M. Alain Dufaut appelle l'attention de M. le ministre de l'intérieur sur la situation des fonctionnaires territoriaux placés en position de disponibilité. Si ces agents, avant la date d'expiration de leur mise en disponibilité, demandent leur réintégration dans leur collectivité d'origine et que celle-ci leur est refusée, ils restent en position de disponibilité, jusqu'à l'application de la règle de vacance des trois postes, sans être pris en charge par le centre de gestion. Dans l'hypothèse où les fonctionnaires concernés se verraient offrir un emploi dans une autre collectivité par mutation ou par détachement, et dès lors que leur collectivité d'origine s'opposerait à leur réintégration, fût-ce pour ordre, il ne serait pas possible pour ces fonctionnaires de rejoindre la nouvelle affectation proposée.

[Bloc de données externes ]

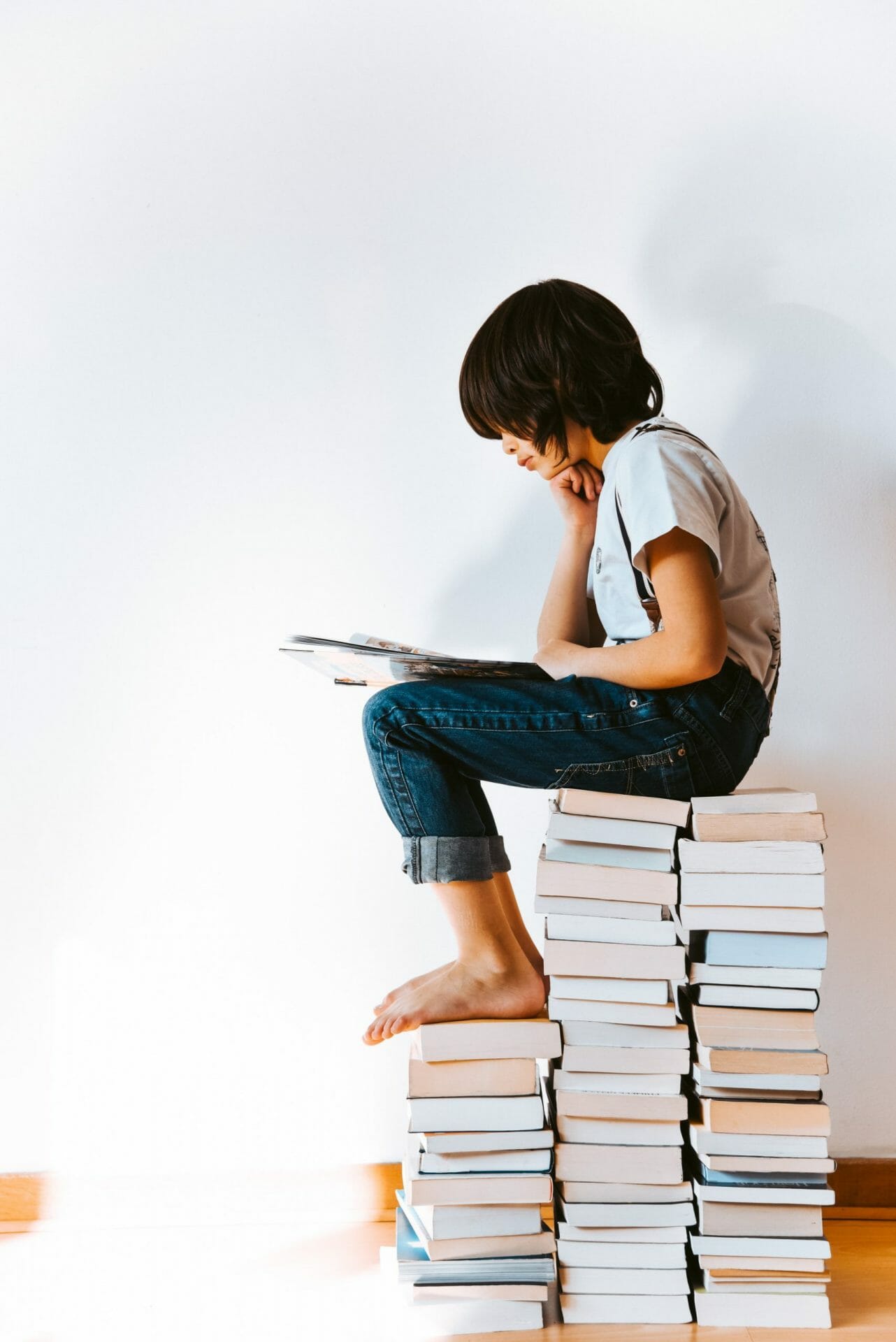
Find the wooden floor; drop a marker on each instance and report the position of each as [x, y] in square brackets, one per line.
[278, 1283]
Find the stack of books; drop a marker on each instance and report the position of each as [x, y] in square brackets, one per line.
[471, 1246]
[605, 883]
[751, 917]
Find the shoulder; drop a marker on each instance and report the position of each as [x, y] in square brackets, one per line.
[670, 453]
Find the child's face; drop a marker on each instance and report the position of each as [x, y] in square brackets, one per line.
[553, 462]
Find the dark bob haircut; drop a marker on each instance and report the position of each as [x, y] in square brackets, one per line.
[550, 351]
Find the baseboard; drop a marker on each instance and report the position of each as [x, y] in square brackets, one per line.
[865, 1190]
[22, 1197]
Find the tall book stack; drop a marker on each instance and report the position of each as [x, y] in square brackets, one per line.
[605, 883]
[471, 1246]
[753, 891]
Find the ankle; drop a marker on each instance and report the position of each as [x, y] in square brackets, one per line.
[496, 958]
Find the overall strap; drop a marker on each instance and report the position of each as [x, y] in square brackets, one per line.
[644, 587]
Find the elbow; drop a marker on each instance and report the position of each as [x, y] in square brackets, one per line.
[700, 659]
[707, 659]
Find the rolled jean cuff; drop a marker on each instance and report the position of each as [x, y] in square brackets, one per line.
[454, 858]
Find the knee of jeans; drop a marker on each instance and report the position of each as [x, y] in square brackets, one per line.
[377, 707]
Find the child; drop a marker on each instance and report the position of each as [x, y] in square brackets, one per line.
[660, 631]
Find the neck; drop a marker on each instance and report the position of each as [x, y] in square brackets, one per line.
[595, 452]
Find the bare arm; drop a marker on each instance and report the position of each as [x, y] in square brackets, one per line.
[565, 611]
[565, 614]
[693, 643]
[597, 634]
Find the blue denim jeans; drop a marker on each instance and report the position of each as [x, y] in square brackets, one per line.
[433, 742]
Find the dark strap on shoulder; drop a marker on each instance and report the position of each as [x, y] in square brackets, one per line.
[643, 584]
[644, 591]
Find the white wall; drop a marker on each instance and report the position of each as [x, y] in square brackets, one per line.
[246, 249]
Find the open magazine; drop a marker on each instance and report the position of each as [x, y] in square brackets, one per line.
[365, 659]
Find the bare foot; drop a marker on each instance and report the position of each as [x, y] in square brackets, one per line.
[538, 965]
[412, 983]
[464, 992]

Il lui demande si, dans un tel cas, il ne conviendrait pas de modifier les textes, afin de permettre au centre de gestion de procéder, soit à la mutation du fonctionnaire concerné, soit à son détachement auprès d'une nouvelle collectivité.

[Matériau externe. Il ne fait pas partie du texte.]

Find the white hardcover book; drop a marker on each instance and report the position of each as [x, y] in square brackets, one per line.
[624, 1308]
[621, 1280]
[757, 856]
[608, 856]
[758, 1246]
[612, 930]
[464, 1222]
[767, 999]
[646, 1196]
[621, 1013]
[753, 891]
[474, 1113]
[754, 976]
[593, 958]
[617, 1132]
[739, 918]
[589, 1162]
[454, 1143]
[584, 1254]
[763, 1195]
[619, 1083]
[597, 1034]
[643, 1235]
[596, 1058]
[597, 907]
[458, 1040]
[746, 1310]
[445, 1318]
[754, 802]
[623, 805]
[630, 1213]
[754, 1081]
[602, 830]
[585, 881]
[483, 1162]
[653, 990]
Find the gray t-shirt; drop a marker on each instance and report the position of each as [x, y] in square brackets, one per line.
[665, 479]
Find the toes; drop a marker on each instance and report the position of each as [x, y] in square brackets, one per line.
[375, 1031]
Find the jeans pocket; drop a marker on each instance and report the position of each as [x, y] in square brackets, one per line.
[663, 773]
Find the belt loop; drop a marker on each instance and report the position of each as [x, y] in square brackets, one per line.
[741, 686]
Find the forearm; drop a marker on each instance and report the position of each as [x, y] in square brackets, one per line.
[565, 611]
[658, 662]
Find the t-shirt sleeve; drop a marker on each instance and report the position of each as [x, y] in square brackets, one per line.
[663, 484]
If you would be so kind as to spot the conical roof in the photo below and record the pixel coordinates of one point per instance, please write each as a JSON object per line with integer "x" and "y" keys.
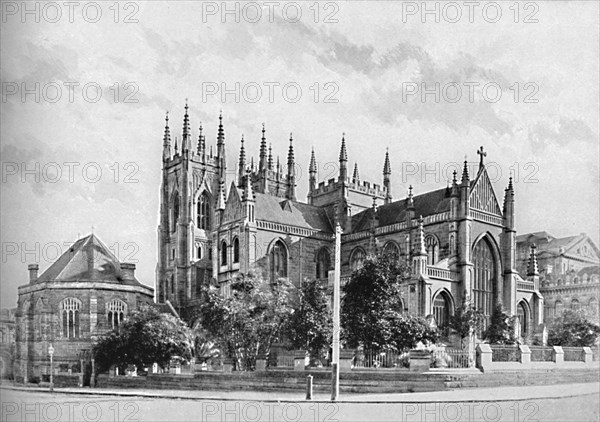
{"x": 87, "y": 260}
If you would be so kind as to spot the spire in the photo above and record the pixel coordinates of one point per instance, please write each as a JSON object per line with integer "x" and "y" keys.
{"x": 185, "y": 141}
{"x": 532, "y": 267}
{"x": 221, "y": 132}
{"x": 312, "y": 168}
{"x": 387, "y": 169}
{"x": 343, "y": 153}
{"x": 355, "y": 175}
{"x": 167, "y": 139}
{"x": 481, "y": 155}
{"x": 465, "y": 176}
{"x": 262, "y": 164}
{"x": 201, "y": 148}
{"x": 242, "y": 164}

Réponse du ministère : Intérieur

publiée dans le JO Sénat du 05/04/1990 - page 722

Réponse. - L'article 26 du décret n° 86-68 du 13 janvier 1986 prévoit notamment que le fonctionnaire mis en disponibilité sur sa demande doit solliciter sa réintégration deux mois au moins avant l'expiration de la période de mise en disponibilité en cours. Le fonctionnaire qui a formulé avant l'expiration de la période de mise en disponibilité une demande de réintégration est maintenu en disponibilité jusqu'à ce qu'un poste lui soit proposé dans les conditions prévues à l'article 97 de la loi du 26 janvier 1984 modifiée. Il s'ensuit que le fonctionnaire qui ne peut être immédiatement réintégré, faute d'un emploi vacant dans la collectivité ou l'établissement, reste en position de disponibilité. L'intéressé a un droit à réaffectation par sa collectivité dans un emploi correspondant à son grade, mais ce droit ne porte ni nécessairement ni en priorité sur l'emploi qu'il occupait précédemment. Dès qu'un emploi est créé ou devient vacant et correspond au grade ou à
l'emploi détenu par le fonctionnaire, il convient que la collectivité ou l'établissement le propose au fonctionnaire. Les propositions peuvent également émaner du centre de gestion compétent mais il n'y a pas de prise en charge par celui-ci. Dans l'hypothèse où le fonctionnaire se verrait offrir un emploi dans une autre collectivité par voie de mutation, il apparaît possible, compte tenu des termes de l'article 51 de la loi du 26 janvier 1984 précitée, que la réintégration de l'intéressé ait lieu dans cette collectivité après information de la collectivité d'origine. Il n'en va pas de même pour un emploi à pourvoir par voie de détachement, le fonctionnaire ne pouvant être placé dans cette position que par l'autorité territoriale de sa collectivité territoriale. En tout état de cause, il n'est pas envisageable de transférer en la matière le pouvoir de décision de l'autorité territoriale au centre de gestion.